High-risk MDS remains an area of significant unmet need, with the disease having a substantial effect on short-term survival, Komrojki begins. Allogeneic stem cell transplantation is considered the only potentially curative option for these patients, and its utilization has expanded with improvements in donor availability and increased eligibility among older patients, he says. However, advancements in the management of high-risk MDS has been hindered by multiple negative randomized clinical trials, leaving hypomethylating agents (HMAs) as the primary standard of care (SOC), Komrokji states.
Several critical gaps remain in the management of high-risk MDS that require consensus, Komrokji continues.

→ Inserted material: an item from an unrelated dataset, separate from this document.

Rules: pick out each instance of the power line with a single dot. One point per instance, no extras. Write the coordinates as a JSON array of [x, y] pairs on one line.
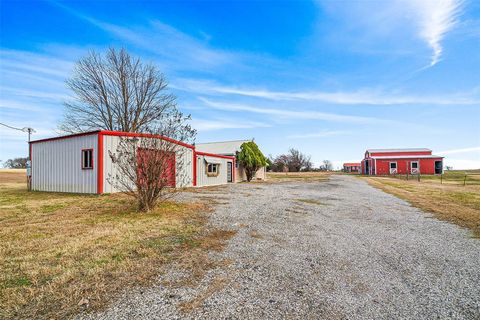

Key questions include determining the optimal timing of transplantation, whether pretransplant treatment is necessary, and whether to incorporate approaches from acute myeloid leukemia (AML) management into MDS treatment paradigms, he outlines, adding that venetoclax (Venclexta) has become a SOC in AML, but its role in high-risk MDS is still under investigation. The evolving classifications of MDS and AML, such as the International Consensus Classification (ICC), which now designates cases with at least 10% blasts as MDS/AML, further blur the distinction between these diseases and create uncertainty regarding treatment strategies, Komrokji notes.
Additional challenges include determining treatment strategies for patients ineligible for transplant, defining appropriate continuation and monitoring strategies for HMAs, and identifying next steps if patients progress on these agents—an inevitable outcome for many patients, Komrokji emphasizes. Repeating molecular testing in relapsed or refractory disease is crucial, as newly emerging targets may present opportunities for novel therapies, he says. Consensus guidelines based on the best available evidence are needed to standardize management approaches in these areas, and ongoing clinical trials are exploring strategies that may shift the current MDS SOC beyond HMAs, Komrokji concludes.